Derweil hält «Haaretz»-Kommentator David Rosenberg ironisch fest, Israels Siedlern müsste der Plan eigentlich schlaflose Nächte bereiten, denn sie kämen darin überhaupt nicht vor, auch nicht als Bewohner von «Smarten Städten». Dies, obwohl Finanzminister Bezalel Smotrich vergangene Woche erneut die Annektierung und Besiedlung Gazas gefordert hat: «Israel muss für immer die Kontrolle über den ganzen Küstenstreifen übernehmen. Wir werden einen Sicherheitsgürtel in Besitz nehmen und die Tore Gazas für freiwillige Einwanderung öffnen.» Benjamin Netanjahu dagegen hat wiederholt gesagt, Israel wolle die Kontrolle über ganz Gaza übernehmen, nicht aber das Gebiet besitzen. 

«Gaza für immer unser»

Auch so sind Ende Juli rund 2’000 Israelis zur Grenze Gazas marschiert, um 20 Jahre nach dem Abzug aus dem Gebiet für die erneute Besiedlung des Küstenstreifens zu demonstrieren. «Nur Besiedelung bringt Sicherheit» oder «Gaza für immer unser» war auf mitgeführten Utensilien zu lesen. Den Initianten des Protestmarschs zufolge sind über 1’000 jüdische Familien bereit, ohne Verzug nach Gaza aufzubrechen – in jene Gebiete im Norden, wo früher die Siedlungen Dugit, Nisanit und Elei Sinai standen. 

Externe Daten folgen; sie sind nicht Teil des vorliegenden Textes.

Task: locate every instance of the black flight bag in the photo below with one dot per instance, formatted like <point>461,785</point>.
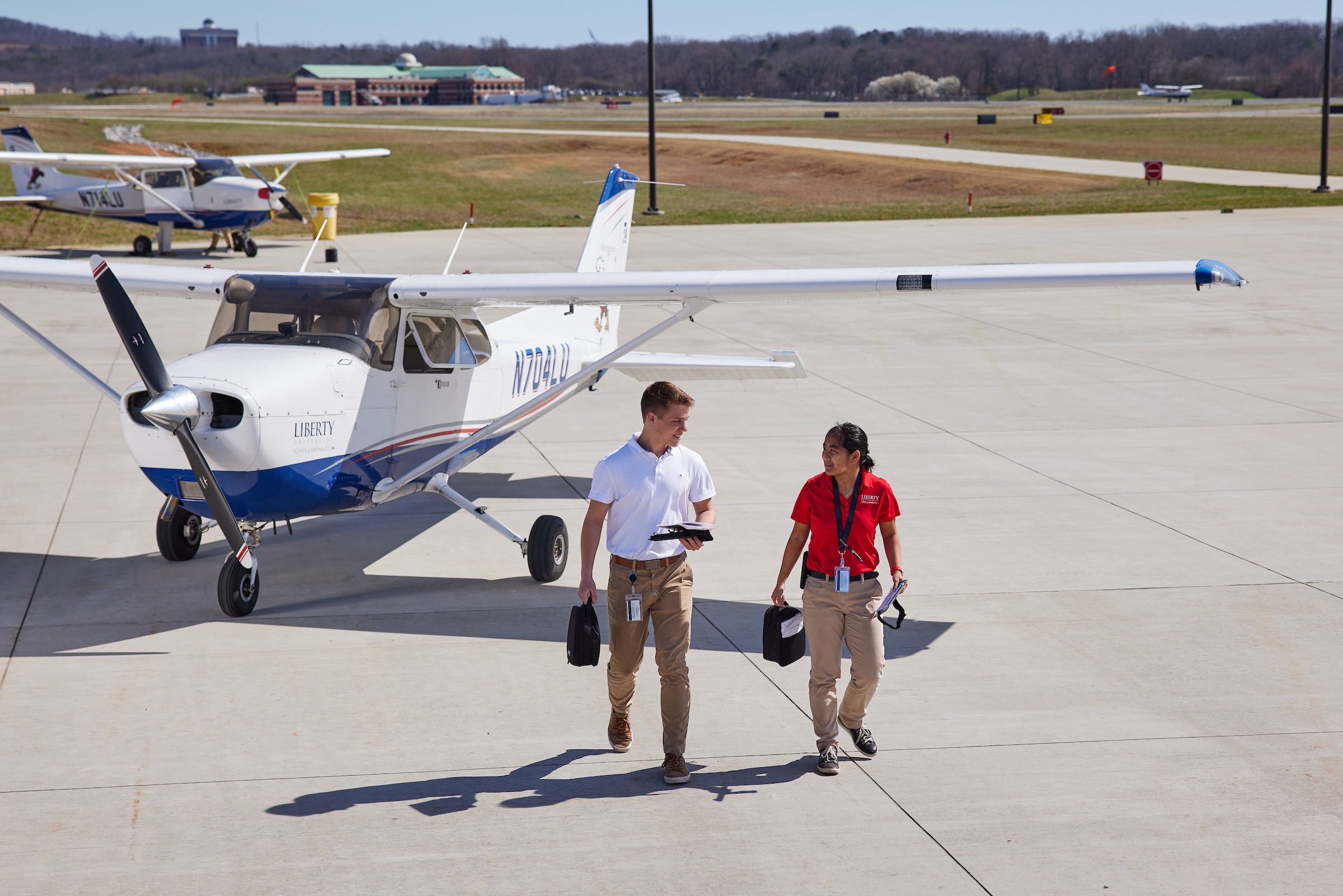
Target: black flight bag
<point>785,639</point>
<point>585,645</point>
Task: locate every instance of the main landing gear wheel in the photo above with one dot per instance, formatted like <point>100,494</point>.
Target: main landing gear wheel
<point>548,548</point>
<point>179,538</point>
<point>238,589</point>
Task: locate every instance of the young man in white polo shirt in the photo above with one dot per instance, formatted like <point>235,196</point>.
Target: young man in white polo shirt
<point>650,481</point>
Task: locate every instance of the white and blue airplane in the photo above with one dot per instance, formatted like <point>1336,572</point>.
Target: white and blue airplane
<point>328,393</point>
<point>1169,92</point>
<point>172,193</point>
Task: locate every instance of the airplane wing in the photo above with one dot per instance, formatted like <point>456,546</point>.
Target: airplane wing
<point>649,367</point>
<point>151,280</point>
<point>93,160</point>
<point>656,288</point>
<point>300,158</point>
<point>783,285</point>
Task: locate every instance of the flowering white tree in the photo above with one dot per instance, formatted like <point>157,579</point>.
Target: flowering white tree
<point>911,85</point>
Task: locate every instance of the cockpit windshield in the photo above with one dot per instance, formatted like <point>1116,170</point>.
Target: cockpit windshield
<point>207,170</point>
<point>347,313</point>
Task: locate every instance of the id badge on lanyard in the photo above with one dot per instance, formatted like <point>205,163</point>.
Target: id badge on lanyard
<point>844,528</point>
<point>633,602</point>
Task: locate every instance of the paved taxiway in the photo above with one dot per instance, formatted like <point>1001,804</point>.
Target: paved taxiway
<point>1122,520</point>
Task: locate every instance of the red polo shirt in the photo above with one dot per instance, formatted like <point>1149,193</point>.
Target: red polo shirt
<point>816,508</point>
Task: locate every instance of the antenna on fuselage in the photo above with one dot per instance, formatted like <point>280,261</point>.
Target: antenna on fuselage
<point>460,234</point>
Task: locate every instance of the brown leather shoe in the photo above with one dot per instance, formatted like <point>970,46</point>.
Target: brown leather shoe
<point>675,770</point>
<point>619,734</point>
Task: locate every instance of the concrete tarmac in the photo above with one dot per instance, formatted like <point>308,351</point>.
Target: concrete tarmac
<point>1120,672</point>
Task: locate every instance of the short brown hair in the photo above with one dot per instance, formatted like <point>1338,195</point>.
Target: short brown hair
<point>659,395</point>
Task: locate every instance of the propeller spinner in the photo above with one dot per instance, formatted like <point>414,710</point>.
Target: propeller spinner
<point>171,407</point>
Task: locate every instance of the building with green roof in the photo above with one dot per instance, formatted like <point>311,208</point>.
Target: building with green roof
<point>405,82</point>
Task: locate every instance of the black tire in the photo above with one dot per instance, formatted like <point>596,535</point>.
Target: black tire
<point>548,548</point>
<point>179,538</point>
<point>237,593</point>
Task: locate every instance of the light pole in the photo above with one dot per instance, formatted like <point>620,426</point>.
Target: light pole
<point>653,128</point>
<point>1325,111</point>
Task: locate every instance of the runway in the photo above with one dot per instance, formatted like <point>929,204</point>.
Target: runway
<point>993,159</point>
<point>1120,675</point>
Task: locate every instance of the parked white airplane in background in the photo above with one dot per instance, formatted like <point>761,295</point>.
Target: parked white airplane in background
<point>1169,92</point>
<point>328,393</point>
<point>168,191</point>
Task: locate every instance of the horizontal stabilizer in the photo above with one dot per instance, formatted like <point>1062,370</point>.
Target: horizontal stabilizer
<point>95,160</point>
<point>649,367</point>
<point>300,158</point>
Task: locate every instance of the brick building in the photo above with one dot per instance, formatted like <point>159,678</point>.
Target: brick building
<point>406,82</point>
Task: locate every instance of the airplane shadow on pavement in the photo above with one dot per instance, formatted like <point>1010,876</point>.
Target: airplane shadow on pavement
<point>448,796</point>
<point>317,579</point>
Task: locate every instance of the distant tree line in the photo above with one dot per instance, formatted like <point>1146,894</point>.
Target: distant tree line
<point>1272,59</point>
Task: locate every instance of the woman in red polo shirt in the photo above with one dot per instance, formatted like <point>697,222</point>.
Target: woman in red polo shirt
<point>843,593</point>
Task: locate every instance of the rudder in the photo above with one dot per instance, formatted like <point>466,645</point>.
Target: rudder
<point>609,237</point>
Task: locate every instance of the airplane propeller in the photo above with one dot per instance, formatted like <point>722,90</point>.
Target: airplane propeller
<point>171,407</point>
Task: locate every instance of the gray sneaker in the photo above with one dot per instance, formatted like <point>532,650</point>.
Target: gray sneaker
<point>863,739</point>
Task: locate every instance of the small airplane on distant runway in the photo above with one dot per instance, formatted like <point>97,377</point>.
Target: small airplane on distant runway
<point>1169,92</point>
<point>330,393</point>
<point>170,191</point>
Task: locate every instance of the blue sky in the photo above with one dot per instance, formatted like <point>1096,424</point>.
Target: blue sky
<point>550,24</point>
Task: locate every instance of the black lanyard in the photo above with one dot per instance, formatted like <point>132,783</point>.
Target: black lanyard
<point>844,528</point>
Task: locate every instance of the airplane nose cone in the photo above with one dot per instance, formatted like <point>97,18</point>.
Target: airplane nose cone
<point>172,407</point>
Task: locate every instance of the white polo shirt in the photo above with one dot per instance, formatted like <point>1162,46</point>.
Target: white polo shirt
<point>645,492</point>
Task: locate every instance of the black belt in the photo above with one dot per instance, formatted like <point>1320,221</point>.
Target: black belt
<point>853,576</point>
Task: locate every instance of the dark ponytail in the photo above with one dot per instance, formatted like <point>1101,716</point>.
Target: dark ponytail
<point>852,437</point>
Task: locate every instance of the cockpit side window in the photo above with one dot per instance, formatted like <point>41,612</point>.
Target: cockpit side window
<point>166,179</point>
<point>442,343</point>
<point>347,313</point>
<point>207,170</point>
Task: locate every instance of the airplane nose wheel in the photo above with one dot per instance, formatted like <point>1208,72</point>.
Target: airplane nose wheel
<point>238,589</point>
<point>548,548</point>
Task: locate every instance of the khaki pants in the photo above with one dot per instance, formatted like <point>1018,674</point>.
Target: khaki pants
<point>666,605</point>
<point>833,618</point>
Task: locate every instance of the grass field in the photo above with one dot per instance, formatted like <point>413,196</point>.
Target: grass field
<point>534,180</point>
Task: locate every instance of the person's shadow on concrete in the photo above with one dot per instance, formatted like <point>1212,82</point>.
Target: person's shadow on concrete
<point>445,796</point>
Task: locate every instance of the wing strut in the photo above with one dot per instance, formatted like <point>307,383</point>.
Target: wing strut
<point>543,404</point>
<point>55,350</point>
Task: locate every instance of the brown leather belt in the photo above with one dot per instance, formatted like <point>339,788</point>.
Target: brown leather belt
<point>646,565</point>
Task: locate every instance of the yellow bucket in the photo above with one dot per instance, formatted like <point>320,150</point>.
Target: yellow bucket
<point>323,207</point>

Auf jeden Fall existieren detaillierte Pläne von sechs Siedlergruppen, wo genau sie bauen und wo einzelne wohnen wollen. Und die palästinensische Bevölkerung? «Sie sind sehr interessiert daran, freiwillig zu gehen», sagte ein demonstrierender Siedleraktivist auf einem Hügel mit Blick auf Gaza, von wo aus die Rauchpilze der Bomben zu sehen sind, mit denen Kampfjets der israelischen Luftwaffe das Gebiet fast ohne Unterlass attackieren.